GP recruitment figures from HEE show 152 more trainees have been accepted into posts compared to the same time last year, a boost welcomed by the RCGP.
The proportion of available posts filled at this stage has risen by one percentage point from round one last year, which saw 69% of posts filled at this stage, but the total number of available places has risen 148 from 3,117 to 3,265.
Around 30% of places remain unfilled for the second round of GP recruitment, which historically attracts fewer applicants than the first.
HEE does not usually release recruitment figures until the whole year of recruitment is over, but said it decided to provide the data to help trainees plan their applications and see which specialties still have posts available.
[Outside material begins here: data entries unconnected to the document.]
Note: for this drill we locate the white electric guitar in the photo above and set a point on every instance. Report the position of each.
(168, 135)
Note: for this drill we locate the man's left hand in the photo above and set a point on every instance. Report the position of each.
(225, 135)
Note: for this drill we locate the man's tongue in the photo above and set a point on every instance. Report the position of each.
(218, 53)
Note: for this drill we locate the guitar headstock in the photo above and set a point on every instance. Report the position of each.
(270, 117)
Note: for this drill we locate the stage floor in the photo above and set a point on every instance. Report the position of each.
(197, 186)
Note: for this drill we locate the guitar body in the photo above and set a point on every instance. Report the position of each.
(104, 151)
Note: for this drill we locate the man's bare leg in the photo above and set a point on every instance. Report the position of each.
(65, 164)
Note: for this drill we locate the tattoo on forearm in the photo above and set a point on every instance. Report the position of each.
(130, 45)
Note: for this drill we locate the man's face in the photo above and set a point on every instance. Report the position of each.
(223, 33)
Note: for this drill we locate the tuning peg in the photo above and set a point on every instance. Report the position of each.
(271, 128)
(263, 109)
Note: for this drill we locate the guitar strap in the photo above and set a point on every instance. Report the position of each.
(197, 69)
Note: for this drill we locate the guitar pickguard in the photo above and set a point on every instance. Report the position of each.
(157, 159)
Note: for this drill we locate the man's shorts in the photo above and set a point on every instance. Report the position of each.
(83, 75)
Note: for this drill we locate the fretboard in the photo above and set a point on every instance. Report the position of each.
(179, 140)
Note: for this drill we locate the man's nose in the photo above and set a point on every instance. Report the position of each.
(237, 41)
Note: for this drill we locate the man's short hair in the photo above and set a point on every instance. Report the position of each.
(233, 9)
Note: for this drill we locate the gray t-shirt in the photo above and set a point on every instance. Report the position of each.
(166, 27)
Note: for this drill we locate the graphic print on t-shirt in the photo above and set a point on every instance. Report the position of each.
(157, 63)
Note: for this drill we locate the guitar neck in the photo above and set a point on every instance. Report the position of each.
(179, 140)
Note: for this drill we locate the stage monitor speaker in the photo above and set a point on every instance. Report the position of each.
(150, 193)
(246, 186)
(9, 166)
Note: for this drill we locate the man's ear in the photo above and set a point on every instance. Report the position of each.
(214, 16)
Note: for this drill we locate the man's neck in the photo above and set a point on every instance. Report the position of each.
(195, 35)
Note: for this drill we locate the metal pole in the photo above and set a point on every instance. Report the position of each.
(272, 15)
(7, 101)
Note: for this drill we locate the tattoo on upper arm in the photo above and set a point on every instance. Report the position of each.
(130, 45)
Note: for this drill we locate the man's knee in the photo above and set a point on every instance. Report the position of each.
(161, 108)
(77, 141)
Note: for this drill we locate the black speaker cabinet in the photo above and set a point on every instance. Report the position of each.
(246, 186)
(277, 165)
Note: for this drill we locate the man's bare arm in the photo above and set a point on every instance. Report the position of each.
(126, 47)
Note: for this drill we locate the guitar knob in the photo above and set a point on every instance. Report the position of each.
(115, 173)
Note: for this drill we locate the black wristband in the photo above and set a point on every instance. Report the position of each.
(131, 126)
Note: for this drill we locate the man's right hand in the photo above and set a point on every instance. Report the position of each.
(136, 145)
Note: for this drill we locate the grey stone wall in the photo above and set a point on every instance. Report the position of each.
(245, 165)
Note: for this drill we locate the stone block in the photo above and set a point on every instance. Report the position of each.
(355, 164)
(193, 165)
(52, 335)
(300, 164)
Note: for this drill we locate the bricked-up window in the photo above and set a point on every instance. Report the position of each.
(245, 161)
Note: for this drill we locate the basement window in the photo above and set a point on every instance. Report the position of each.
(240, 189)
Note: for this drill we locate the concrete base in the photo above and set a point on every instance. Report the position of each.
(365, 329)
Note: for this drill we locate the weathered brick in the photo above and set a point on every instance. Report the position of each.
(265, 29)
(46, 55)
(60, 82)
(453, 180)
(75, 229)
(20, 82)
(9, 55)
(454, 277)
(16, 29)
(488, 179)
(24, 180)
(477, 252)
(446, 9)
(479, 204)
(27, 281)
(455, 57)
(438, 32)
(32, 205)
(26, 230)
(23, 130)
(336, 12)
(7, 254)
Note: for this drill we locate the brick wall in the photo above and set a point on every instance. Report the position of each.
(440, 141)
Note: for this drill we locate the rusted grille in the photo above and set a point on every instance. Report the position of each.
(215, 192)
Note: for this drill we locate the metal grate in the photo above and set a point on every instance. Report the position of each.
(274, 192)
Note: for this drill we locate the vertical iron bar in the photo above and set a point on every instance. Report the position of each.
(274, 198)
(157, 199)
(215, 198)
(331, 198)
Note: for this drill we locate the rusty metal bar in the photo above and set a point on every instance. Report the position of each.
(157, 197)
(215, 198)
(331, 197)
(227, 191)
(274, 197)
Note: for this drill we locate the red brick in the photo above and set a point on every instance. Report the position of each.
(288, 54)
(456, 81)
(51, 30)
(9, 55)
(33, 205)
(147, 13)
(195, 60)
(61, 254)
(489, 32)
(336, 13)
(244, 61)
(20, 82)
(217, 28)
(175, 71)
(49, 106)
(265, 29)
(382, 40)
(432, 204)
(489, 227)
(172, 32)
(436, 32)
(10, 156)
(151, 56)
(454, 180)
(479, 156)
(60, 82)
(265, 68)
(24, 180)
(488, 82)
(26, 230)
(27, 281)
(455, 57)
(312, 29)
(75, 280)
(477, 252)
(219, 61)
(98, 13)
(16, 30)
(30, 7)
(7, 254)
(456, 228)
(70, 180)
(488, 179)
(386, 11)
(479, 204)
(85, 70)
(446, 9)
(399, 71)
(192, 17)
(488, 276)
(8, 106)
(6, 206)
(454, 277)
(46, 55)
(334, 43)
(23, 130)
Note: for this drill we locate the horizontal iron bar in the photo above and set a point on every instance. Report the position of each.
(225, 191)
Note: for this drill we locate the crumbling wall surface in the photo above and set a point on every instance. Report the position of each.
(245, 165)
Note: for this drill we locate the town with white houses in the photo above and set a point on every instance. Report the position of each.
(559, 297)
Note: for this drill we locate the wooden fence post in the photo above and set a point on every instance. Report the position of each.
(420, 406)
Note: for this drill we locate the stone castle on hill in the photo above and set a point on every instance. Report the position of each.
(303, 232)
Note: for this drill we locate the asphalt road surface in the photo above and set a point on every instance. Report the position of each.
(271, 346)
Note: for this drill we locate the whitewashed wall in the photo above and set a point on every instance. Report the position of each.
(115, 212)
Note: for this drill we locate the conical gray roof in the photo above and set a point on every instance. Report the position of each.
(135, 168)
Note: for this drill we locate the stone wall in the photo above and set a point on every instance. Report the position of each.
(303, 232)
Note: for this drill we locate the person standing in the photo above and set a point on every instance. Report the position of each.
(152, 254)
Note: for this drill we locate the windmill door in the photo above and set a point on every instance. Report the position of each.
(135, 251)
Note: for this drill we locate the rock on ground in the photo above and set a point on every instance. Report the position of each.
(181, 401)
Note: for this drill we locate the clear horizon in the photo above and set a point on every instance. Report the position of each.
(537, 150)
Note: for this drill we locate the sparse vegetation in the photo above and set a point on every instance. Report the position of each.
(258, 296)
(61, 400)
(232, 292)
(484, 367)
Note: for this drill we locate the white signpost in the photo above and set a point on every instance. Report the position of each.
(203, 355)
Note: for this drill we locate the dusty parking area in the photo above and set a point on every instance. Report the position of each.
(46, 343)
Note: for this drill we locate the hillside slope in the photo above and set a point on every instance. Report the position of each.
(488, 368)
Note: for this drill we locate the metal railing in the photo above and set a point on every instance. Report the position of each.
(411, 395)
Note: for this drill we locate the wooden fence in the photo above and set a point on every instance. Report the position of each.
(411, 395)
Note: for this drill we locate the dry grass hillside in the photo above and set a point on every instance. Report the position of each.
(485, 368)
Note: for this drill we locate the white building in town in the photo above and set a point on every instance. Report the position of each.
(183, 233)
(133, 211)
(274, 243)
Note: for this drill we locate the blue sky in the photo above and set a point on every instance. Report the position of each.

GPonline reported last week that there appeared to have been a surge in GP trainee uptake, after a re-advertisement for the recruitment round on the GP National Recruitment Office (GPNRO) website showed the number of available places had drastically reduced. The official figures are slightly more modest than this estimate.
But the HEE figures show that general practice is the second-least filled of all specialties. Core psychiatry training was the only one with a lower fill-rate of 67%.
This is offset by the fact that general practice accounts for significantly more posts than all other specialties, accounting for close to half of overall places.
Core surgical training, clinical radiology and ophthalmology were among the specialties that managed to already attain 100% fill-rates.
RCGP chairwoman Dr Maureen Baker welcomed the figures, expressing hopes that the rise in GP trainee numbers could be the ‘start of a turning tide’ for recruitment.
Future of general practice
She added that she had written a letter to all foundation doctors encouraging them to join the GP profession.
‘Creating the number of GPs we need is a challenging task, so this increase in GP numbers is a fantastic step in the right direction,’ she said.
‘This is a vote of confidence in GPs and the future of general practice – and excellent news for our patients who will ultimately benefit.
‘We hope this will be the start of a turning tide. It is a testament to the sterling work of our faculties, practising GPs and university GP societies who are going all out to promote our fantastic profession and illustrate to future generations what an exciting, challenging and stimulating career being a GP can be.
‘We now need to ensure that general practice is fully supported. General practice is the cornerstone of the health service. We keep the NHS sustainable and our patients safe - but we desperately need more resources and more GPs so that we can continue to provide excellent patient care.’